Los recuerdos entrañables se suceden y van enhebrando su vida hogareña con el rígido colegio al que concurrió, las clases de coro en las celebraciones episcopalianas a las que asistía, o los viajes en automóvil y tren a Ohio y a las montañas de Virginia Occidental, de donde eran oriundos su padre y su madre. Travesías duras, esforzadas, que son apenas una muestra de ese tiempo ya ido, como lo son también sus apuntes sobre la amplia vida interior que aprendían a cultivar entonces o el dominio de sí mismos.
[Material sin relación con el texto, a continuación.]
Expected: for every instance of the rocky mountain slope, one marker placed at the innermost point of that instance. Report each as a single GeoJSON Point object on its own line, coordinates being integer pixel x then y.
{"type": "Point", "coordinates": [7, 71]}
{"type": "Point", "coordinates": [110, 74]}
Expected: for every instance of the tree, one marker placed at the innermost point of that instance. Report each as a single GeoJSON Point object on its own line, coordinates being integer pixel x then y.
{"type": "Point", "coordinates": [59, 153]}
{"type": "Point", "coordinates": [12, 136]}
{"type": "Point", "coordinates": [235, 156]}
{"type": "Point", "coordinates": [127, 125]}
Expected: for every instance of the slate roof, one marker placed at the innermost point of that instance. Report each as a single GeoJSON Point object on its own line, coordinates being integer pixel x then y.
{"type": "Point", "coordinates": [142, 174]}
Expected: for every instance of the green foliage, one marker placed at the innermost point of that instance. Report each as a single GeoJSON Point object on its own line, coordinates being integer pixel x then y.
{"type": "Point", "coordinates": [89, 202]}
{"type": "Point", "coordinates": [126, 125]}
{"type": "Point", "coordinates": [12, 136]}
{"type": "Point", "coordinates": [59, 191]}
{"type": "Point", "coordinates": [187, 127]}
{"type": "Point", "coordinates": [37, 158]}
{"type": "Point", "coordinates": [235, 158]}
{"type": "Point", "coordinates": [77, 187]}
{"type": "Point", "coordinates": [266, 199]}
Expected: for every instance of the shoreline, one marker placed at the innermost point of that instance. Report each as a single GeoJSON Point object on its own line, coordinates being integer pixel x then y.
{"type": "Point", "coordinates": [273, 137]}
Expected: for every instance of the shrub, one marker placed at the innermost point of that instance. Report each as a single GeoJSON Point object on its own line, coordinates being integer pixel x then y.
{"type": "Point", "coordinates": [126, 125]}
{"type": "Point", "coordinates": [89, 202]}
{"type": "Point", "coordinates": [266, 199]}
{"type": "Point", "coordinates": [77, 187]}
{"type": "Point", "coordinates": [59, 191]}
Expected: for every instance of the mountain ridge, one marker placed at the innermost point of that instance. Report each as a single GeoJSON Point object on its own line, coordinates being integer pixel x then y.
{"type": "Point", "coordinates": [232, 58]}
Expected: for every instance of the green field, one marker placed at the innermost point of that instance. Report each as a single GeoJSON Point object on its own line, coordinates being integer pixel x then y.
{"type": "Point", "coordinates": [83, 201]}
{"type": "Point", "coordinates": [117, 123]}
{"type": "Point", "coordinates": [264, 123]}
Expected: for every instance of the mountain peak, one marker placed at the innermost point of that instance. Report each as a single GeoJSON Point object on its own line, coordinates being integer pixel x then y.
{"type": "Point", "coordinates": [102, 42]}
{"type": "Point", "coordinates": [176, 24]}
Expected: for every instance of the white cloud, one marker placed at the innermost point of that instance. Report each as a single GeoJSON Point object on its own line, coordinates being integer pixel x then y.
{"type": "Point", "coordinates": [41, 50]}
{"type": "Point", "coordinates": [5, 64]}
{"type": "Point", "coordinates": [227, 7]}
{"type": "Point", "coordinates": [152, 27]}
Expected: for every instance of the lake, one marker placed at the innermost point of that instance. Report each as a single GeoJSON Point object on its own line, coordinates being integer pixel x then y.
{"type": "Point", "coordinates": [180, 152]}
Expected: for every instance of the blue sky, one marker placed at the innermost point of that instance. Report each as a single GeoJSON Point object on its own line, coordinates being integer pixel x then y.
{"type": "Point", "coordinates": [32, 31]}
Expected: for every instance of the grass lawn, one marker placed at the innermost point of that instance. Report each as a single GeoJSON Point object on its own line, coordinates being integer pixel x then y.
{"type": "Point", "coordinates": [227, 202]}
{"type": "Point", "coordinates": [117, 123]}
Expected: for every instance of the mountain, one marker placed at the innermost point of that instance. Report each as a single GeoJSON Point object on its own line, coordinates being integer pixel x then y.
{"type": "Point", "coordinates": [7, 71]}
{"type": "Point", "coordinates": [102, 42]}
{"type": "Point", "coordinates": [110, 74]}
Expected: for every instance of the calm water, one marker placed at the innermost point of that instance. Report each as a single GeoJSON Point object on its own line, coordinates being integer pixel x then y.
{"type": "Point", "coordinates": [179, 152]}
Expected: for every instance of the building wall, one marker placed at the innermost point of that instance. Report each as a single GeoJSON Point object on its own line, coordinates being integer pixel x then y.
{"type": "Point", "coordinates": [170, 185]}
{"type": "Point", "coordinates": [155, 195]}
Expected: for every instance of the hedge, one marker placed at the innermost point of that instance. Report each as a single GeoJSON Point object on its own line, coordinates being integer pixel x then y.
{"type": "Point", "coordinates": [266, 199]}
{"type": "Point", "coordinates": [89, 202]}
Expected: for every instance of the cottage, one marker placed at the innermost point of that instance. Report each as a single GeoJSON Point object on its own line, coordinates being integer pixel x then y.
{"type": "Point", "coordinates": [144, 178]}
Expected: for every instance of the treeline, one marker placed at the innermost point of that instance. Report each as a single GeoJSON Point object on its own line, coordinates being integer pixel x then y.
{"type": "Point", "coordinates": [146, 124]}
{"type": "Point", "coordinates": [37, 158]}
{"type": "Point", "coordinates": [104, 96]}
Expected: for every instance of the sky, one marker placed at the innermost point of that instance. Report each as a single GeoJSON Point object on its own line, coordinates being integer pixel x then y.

Todas estas peripecias, que describe con una singular belleza, sin esquivar dolores y risas, las evoca en su madurez porque con el paso del tiempo las ve como auténticos relatos que contenían una revelación para su escritura.

En ellas se alternan personajes que ayudan a dar vida a la narración. Así, aparecen Fannie, la vieja costurera negra y sus cotilleos, o aquella amiga de su madre cuyos relatos tanto la admiraban porque transcurrían en escenas pobladas de diálogos.

En esas ocasiones, el oído de la tímida Eudora también se entrenaba con picardía, según cuenta, escuchando las conversaciones de los adultos que le estaban vedadas y que tanto excitaban su curiosidad. Esto la llevó con el tiempo a aprender a escuchar lo que se dice y lo que no se dice también.
Y es este otro rasgo que sobresale en las memorias: la extraordinaria pintura de personajes que logra con apenas unos trazos. Como la rígida maestra Miss Duling, la temida bibliotecaria Mrs Calloway, la animada directora del coro Miss Hattie, pero también sus propios padres y abuelos.

Salpicada de cálidas y penetrantes observaciones, la narración fluye para dar paso a esa joven que haría sus primeras armas como reportera en el periódico de la universidad, y que luego se volcaría a la fotografía en los años 30, donde también dejaría una huella. No es hasta este momento, casi en las páginas finales, que Welty entra de lleno en su faceta literaria, que comenzó en 1936 con la publicación de su primer relato, "Muerte de un viajante".
La palabra heredada, que incluye preciosas imágenes familiares, suma en este último tramo nuevas introspecciones sobre la elección del encuadre y la estructura de sus relatos, el comienzo o la creación de personajes. Es por esta posibilidad de asomarse a la cocina de la escritura de algunas de sus obras, que incluyen clásicos como Boda en el Delta (1946), El corazón de los Ponder (1954), Las batallas perdidas (1970), finalista del National Book Award, y La hija del optimista (1973), y por el deleite con que se sigue la evocación de su vida, que no cuesta demasiado entender por qué a este libro se lo presenta como una auténtica joya del género biográfico.